Went to class tonight thinking we would be sparring. Kind of thought something was up when myself and another student were working outside with the one of the instructors, on the patio, and the rest of the class was lining up. We went through all of our material and then about an hour later rejoined the main class. 

A bit later, the class was lining up. We took our place in line and then told that we had just passed our test for yellow belt. We performed our belt exchange ceremony, and then the birth of pain!

Nothing like 4 solid front kicks to the gut. I loved it!

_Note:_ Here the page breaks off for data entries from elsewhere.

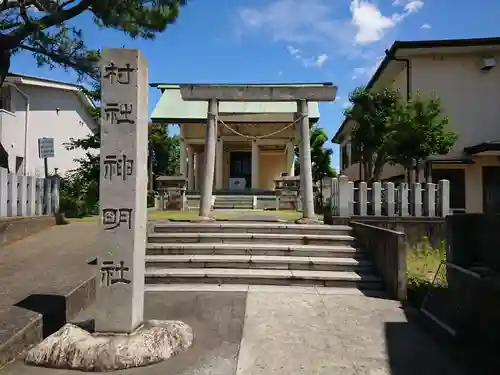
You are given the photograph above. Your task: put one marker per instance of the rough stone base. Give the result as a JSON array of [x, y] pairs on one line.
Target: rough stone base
[[75, 348]]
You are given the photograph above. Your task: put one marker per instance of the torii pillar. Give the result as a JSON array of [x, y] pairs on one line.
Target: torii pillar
[[245, 93]]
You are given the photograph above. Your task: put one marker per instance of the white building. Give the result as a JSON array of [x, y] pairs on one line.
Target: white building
[[465, 75], [33, 108]]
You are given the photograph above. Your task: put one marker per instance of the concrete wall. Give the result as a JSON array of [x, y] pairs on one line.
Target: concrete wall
[[54, 113], [473, 275]]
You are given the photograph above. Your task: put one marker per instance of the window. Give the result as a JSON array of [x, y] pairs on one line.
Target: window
[[344, 156], [5, 99]]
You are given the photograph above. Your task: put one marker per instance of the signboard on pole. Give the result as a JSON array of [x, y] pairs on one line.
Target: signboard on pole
[[45, 148]]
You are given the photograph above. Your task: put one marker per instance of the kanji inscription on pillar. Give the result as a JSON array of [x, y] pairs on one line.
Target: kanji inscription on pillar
[[123, 183]]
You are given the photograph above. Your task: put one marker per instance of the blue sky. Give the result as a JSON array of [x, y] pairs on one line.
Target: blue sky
[[339, 41]]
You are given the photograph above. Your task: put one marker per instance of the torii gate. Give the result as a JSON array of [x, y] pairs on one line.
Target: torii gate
[[244, 93]]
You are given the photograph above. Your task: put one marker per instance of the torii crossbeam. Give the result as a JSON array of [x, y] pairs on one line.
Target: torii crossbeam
[[245, 93]]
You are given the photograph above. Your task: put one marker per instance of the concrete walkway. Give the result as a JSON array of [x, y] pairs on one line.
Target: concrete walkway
[[268, 331]]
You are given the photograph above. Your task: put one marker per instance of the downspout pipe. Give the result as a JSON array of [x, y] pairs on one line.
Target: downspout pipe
[[26, 122], [408, 72], [428, 165]]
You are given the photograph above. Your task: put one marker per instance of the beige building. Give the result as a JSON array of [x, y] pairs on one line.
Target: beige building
[[465, 75], [255, 140]]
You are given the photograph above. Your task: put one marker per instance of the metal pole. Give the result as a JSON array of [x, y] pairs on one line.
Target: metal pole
[[305, 163], [210, 146]]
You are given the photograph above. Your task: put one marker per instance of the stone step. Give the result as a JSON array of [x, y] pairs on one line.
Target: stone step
[[261, 277], [249, 227], [269, 249], [240, 206], [225, 237], [258, 261], [281, 289]]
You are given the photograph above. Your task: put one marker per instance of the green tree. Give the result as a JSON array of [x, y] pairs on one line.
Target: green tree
[[45, 28], [419, 130], [321, 156], [164, 151], [371, 112]]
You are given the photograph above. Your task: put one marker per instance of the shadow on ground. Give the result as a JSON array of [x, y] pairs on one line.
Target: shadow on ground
[[470, 356], [52, 307]]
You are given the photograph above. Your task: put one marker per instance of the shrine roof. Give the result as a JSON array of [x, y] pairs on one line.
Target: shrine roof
[[171, 108]]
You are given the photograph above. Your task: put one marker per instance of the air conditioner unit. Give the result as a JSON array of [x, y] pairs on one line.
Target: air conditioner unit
[[487, 63]]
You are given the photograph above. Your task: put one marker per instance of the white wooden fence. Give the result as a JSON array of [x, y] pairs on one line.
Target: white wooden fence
[[27, 195], [385, 199]]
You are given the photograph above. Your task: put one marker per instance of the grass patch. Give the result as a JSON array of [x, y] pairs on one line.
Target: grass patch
[[188, 215], [422, 263], [422, 266]]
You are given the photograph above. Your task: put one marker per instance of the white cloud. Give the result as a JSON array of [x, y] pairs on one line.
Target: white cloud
[[369, 21], [316, 62], [318, 25], [367, 71], [414, 6], [371, 24], [293, 51], [308, 62]]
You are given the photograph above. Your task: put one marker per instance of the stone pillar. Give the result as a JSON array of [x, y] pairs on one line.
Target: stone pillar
[[209, 167], [290, 165], [305, 163], [12, 195], [255, 164], [190, 168], [182, 158], [219, 164], [4, 185], [31, 195], [123, 188], [197, 176]]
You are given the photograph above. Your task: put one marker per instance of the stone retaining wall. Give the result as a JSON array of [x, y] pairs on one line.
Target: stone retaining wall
[[387, 249], [414, 228], [15, 228]]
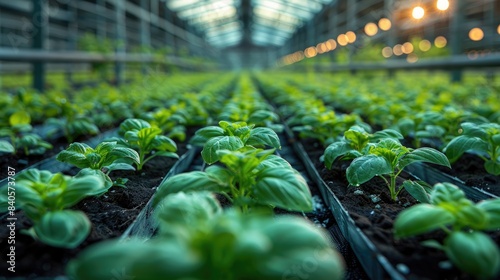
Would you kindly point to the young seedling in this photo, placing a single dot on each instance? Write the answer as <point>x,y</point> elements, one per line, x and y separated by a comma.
<point>106,157</point>
<point>146,140</point>
<point>385,159</point>
<point>233,136</point>
<point>44,197</point>
<point>467,247</point>
<point>20,136</point>
<point>355,143</point>
<point>481,138</point>
<point>250,178</point>
<point>198,240</point>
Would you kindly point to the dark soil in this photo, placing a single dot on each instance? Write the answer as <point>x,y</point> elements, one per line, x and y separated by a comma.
<point>469,168</point>
<point>376,219</point>
<point>21,161</point>
<point>110,215</point>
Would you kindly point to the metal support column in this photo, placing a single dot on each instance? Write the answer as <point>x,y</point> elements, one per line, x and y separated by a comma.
<point>456,35</point>
<point>40,21</point>
<point>351,26</point>
<point>72,40</point>
<point>392,32</point>
<point>120,37</point>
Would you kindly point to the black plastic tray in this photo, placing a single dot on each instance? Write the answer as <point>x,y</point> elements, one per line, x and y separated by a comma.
<point>144,225</point>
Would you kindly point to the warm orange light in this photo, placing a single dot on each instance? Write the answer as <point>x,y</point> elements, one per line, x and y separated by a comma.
<point>397,50</point>
<point>310,52</point>
<point>443,5</point>
<point>472,54</point>
<point>424,45</point>
<point>298,55</point>
<point>412,58</point>
<point>387,52</point>
<point>342,39</point>
<point>371,29</point>
<point>440,42</point>
<point>331,44</point>
<point>407,48</point>
<point>384,24</point>
<point>351,37</point>
<point>476,34</point>
<point>418,12</point>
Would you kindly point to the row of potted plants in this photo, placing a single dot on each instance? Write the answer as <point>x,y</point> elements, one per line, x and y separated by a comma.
<point>239,239</point>
<point>70,210</point>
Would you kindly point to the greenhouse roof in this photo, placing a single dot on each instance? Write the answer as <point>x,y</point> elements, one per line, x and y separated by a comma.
<point>227,23</point>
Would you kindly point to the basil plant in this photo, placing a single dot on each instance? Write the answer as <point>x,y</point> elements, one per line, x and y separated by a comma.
<point>382,155</point>
<point>233,136</point>
<point>198,240</point>
<point>481,138</point>
<point>148,141</point>
<point>45,198</point>
<point>101,160</point>
<point>464,222</point>
<point>247,178</point>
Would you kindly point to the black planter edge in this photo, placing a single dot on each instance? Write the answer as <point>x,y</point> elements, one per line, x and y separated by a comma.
<point>372,260</point>
<point>144,225</point>
<point>431,175</point>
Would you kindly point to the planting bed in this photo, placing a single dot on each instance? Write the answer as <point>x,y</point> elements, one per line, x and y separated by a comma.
<point>110,215</point>
<point>407,258</point>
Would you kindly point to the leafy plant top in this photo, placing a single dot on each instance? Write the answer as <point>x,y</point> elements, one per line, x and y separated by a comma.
<point>146,140</point>
<point>233,136</point>
<point>44,197</point>
<point>197,240</point>
<point>468,248</point>
<point>481,138</point>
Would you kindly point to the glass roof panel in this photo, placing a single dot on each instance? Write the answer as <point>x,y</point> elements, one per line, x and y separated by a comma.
<point>272,22</point>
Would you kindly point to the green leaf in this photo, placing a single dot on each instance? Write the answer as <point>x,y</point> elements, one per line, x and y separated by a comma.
<point>82,186</point>
<point>364,168</point>
<point>386,133</point>
<point>263,136</point>
<point>424,155</point>
<point>284,188</point>
<point>188,182</point>
<point>446,192</point>
<point>6,147</point>
<point>474,253</point>
<point>209,152</point>
<point>492,167</point>
<point>474,130</point>
<point>202,135</point>
<point>65,229</point>
<point>176,217</point>
<point>273,161</point>
<point>76,154</point>
<point>132,124</point>
<point>492,209</point>
<point>121,153</point>
<point>19,118</point>
<point>421,218</point>
<point>417,191</point>
<point>463,143</point>
<point>163,143</point>
<point>334,151</point>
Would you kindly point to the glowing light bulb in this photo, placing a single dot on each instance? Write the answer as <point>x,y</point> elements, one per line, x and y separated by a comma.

Look out orange belt! I'm coming for ya! But not for a while.


----------



## fnorfurfoot (Jun 13, 2006)

Congratulations.


----------



## HKphooey (Jun 13, 2006)

Way to go fellow Phooeyite!  

Keep up the great work.


----------



## Drac (Jun 13, 2006)

Congradulations..


----------



## MJS (Jun 13, 2006)

Congratulations on your new rank!  Keep training hard!!:ultracool 

Mike


----------



## celtic_crippler (Jun 13, 2006)

Outstanding! Congratulations!!!!


----------



## terryl965 (Jun 13, 2006)

Great job, now  get back in there in train.
Terry


----------



## hemi (Jun 13, 2006)

Congradulations..


----------



## OnlyAnEgg (Jun 13, 2006)

Congrats!


----------



## stone_dragone (Jun 13, 2006)

Go you!

Congrats!


----------



## masherdong (Jun 13, 2006)

Congrats!  Gotta love those surprise promotions.  I see that I am not the only one that gets tested without knowing it.


----------



## Jade Tigress (Jun 13, 2006)

*Congratulations!!! 
Whoot! 

artyon:
*​


----------



## John Brewer (Jun 13, 2006)

Congratulations!


----------



## stickarts (Jun 13, 2006)

congrats!


----------



## kempo108 (Jun 13, 2006)

Congratulations!


----------



## Sigung86 (Jun 13, 2006)

:ultracool Congratulations!  The hardest part of the journey is over for you.


----------



## crushing (Jun 13, 2006)

Congratulations!  I'm sure Spot, Rosemary, and even Sgt. Flint are all very proud.


----------



## kenposikh (Jun 13, 2006)

Congratulations the second step in your development is over now on to step 3.

Keep it up


----------



## matt.m (Jun 13, 2006)

Congrats my man, now like Terry says: "Get back in there and train"


----------



## Kenpojujitsu3 (Jun 13, 2006)

Now that the hard part is over, let the journey begin...good job.


----------



## Rick Wade (Jun 13, 2006)

hongkongfooey said:
			
		

> Went to class tonight thinking we would be sparring. Kind of thought something was up when myself and another student were working outside with the one of the instructors, on the patio, and the rest of the class was lining up. We went through all of our material and then about an hour later rejoined the main class.
> 
> A bit later, the class was lining up. We took our place in line and then told that we had just passed our test for yellow belt. We performed our belt exchange ceremony, and then the birth of pain!
> 
> ...


 
Congratulation

Aloha 

Rick


----------



## RichK (Jun 13, 2006)

Congrats, now the fun is starting to begin. You get an extra kick in the gut for each belt level now
:ultracool


----------



## kenpo0324 (Jun 13, 2006)

Congrats....


----------



## Hand Sword (Jun 13, 2006)

Congratulations!!!


----------



## Kenpobuff (Jun 14, 2006)

Way to go on the second step in a long and fun journey.  The first step was just walking into the school and deciding to train.  Congrats.

Steve


----------